This INDOS Financial article was first published in HFM Week and can be read here (subscription required).
Many alternative investment fund managers have not traditionally subjected themselves in their fund offering documents to specific investment restrictions unless required to by regulation or other rules. Managers prefer this approach since it provides them with maximum flexibility to manage the fund as they deem appropriate.
Despite the introduction of AIFMD, which requires managers to make prior disclosure of a range of information to investors, including a description of the investment strategy, fund objectives and investment restrictions, there has not been a noticeable change in practice. Some investors suggest there is a trend towards disclosing less rather than more restrictions, which they feel is not a positive industry development.
Regulators are also placing more emphasis on mandate compliance. In its 2015/6 Business Plan, the FCA stated it would focus on whether UK authorised investment funds are operating in line with their marketing materials and investment mandates. Whilst this review focusses on UK authorised funds, it sends a message to all managers to ensure they monitor their mandate compliance. In the US, there have been several cases of SEC enforcement action against registered investment advisors for failure to comply with or disclose changes in investment strategy.
Some investors would no doubt welcome more specific restrictions which are tailored to a fund’s strategy. These would include restrictions around the types of products and markets in which the fund normally expects to trade, counterparty risk management restrictions and portfolio concentration restrictions. This would result in reduced potential for scope creep which is a specific area of concern to them. In this respect, the conditions for listing a fund on the Irish Stock Exchange offer an example of a sensible starting point. These include concentration limits of 20% in a single issuer, as well as counterparty exposure limits of 20% to a single counterparty. There are also requirements to ensure counterparties are appropriately regulated and hold minimum financial resources.
Arguably, more specific disclosure would also enable better oversight over a fund’s compliance with its mandate. Fund boards and depositaries would be able to more effectively discharge their duties and protect the interests of investors. A key role of a fund board is to ensure the investment manager operates within its mandate. For many alternative funds, it has traditionally been the board of the fund and the manager itself overseeing a fund’s compliance with its mandate since administrators do not to take any contractual responsibility for doing so and auditors generally rely on representations from the fund board. AIFMD introduced the role of the depositary for non-EU alternative investment funds being marketed in the EU. One of the more valuable duties performed by depositaries is oversight over a fund’s compliance with its investment restrictions.
When it comes to funds which contain restrictions, there are a wide variety of approaches taken. Some funds include a list of several specific restrictions but it is more common to see documents refer to ‘guidelines’ rather than restrictions. In some respects guidelines are neither fish nor fowl and could be difficult to enforce were a manager to stray outside of them.

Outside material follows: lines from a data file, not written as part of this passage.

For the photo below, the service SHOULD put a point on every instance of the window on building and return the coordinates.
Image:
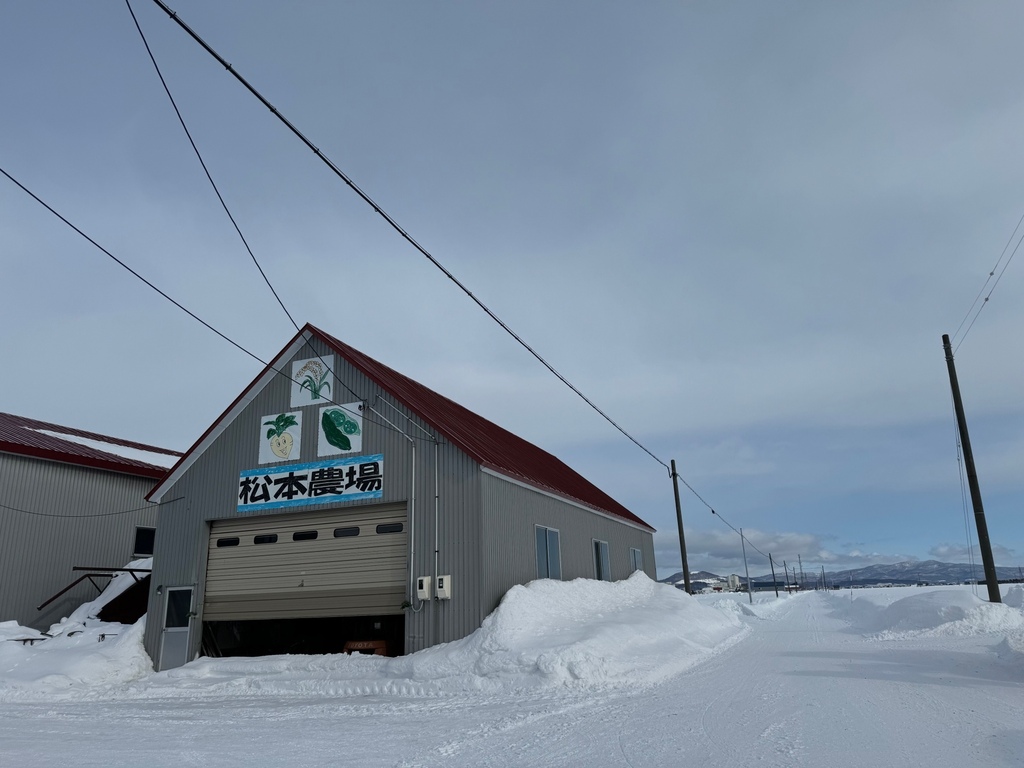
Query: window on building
(636, 559)
(144, 539)
(602, 564)
(549, 562)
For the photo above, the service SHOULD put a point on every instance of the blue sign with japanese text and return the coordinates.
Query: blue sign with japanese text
(345, 479)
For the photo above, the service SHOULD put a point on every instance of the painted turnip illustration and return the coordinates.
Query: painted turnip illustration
(338, 426)
(315, 379)
(281, 440)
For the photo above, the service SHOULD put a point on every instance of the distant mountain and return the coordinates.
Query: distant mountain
(910, 571)
(695, 576)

We have also seen instances where language could be tightened up to avoid ambiguity or to accommodate practices such as placing unencumbered cash into money market funds, which can inadvertently lead to a breach in counterparty limit restrictions.
Even when there are restrictions in place, they need to be appropriately monitored. A good example is the Weavering Macro Fund fraud. Its offering memorandum contained a number of representations, investment guidelines and restrictions including that all counterparties to the fund would be ‘major banks’ and no more than 20% of the fund’s gross assets would be exposed to the creditworthiness of any one counterparty. At the time of the fund’s collapse, exposure to a related party counterparty had increased to over 90% of the net asset value. We have often argued that, had a depositary been in place, the whistle would have been blown on the fraud a long time before the fund’s eventual collapse.
More specific disclosure may also be beneficial to defend any claims against breach of mandate. One leading insurance broker noted that claims for breach of mandate are low-frequency (around 5% of claims by volume), but they account for over 30% in value of all claims. There are different views as to whether managers would be in a stronger position to defend claims if they had published very clear restrictions which they can demonstrate they have subsequently complied with.
In summary, now may be a good time for managers to review their documentation and strategy for defining and disclosing investment restrictions and looking at their controls and procedures for ensuring on-going mandate compliance, given the current increased regulatory interest and investor transparency demands.